Surrealism seeks to express the workings of the mind and imagination free from conscious control of reason and convention. This week, try to write a surrealist scene for a story you’ve been working on. To start, you could take a dream you’ve had recently and rewrite it, swapping the characters in your story for the characters in the dream. Read up on symbolism, and consider what certain types of images or events mean in dreams. Use this Dream Dictionary as a resource.
This past Sunday marked the twenty-fifth anniversary of the fall of the Berlin Wall. To celebrate, eight thousand helium balloons were released into the night sky over Berlin. This week, write a story that takes place in Berlin on the day of the ceremony. Perhaps one of your characters grew up with the Berlin Wall up. Maybe one of your characters is traveling across Europe and just happens to be in Berlin that day. In your story, break down some personal barriers between characters, or try to unite them on a common ground.
“Remember, remember, the fifth of November, the gunpowder, treason, and plot.” This rhyme commemorates the failure of the plot to assassinate King James I of England on November 5, 1605. The plot’s failure was due in part to the arrest of Guy Fawkes, who was guarding explosives placed beneath the House of Lords. This week, learn about a treasonous plot that was foiled and write a short story about it. Retell the historical event as it happened, or use the facts as inspiration for an original story involving your own characters.
The fright-seekers are gearing up to get scared this week, visiting haunted houses, riding haunted hayrides, and stumbling through cavernous corn mazes. Imagine one of your characters is hired to be a monster for one of these frightful events. Why does she take the job? Does she like scaring people, or does she just need the money? What does her costume look like? Does she feel guilty about frightening people?
Is there a celebrity that you think one of your characters is destined to meet? Write a scene in which he or she has a chance encounter with this famous person. Have the two carry on a normal conversation before your character recognizes this person is a celebrity. Perhaps this star has some words of wisdom to impart to your character (or the other way around), or maybe he or she is just looking for a friend. For inspiration, watch this video in which recording artist Jay-Z meets a woman named Ellen in a New York City subway car.
Most songs have a story to tell. It could be a simple message, such as “I Wanna Hold Your Hand” by the Beatles, or more complicated and personal. This week, think of a favorite song and write a story from it. You can invent new characters, settings, and plot points, or stick to the information provided in the lyrics of the song.

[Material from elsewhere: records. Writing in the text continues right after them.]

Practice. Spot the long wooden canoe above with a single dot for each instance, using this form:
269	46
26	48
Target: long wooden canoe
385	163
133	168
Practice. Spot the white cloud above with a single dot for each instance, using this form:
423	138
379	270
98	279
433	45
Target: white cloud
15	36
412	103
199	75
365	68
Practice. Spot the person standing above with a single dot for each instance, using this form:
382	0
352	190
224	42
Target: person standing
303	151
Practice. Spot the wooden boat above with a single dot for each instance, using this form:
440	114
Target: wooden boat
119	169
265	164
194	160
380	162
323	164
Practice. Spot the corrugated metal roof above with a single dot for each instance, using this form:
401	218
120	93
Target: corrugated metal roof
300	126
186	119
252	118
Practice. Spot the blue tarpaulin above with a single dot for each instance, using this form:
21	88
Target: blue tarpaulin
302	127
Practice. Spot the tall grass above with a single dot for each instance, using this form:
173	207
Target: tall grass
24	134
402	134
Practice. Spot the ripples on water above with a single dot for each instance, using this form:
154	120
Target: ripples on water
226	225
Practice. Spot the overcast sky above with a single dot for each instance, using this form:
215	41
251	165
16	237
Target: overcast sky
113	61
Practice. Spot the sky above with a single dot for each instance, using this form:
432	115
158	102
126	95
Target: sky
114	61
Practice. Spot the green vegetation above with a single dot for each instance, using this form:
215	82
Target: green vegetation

Many people believe that bigger is better, and when it comes to food, a giant-sized version of your favorite treat can be more exciting than the normal-sized version you encounter on a daily basis. But as humans, we can only eat so much in one sitting. Though delicious, a sofa-sized jelly doughnut is just not practical. This week, write a scene in which one of your characters wishes for a giant version of his favorite food. What happens when the wish comes true, and the delivery person shows up with, for example, a pizza the size of a small swimming pool?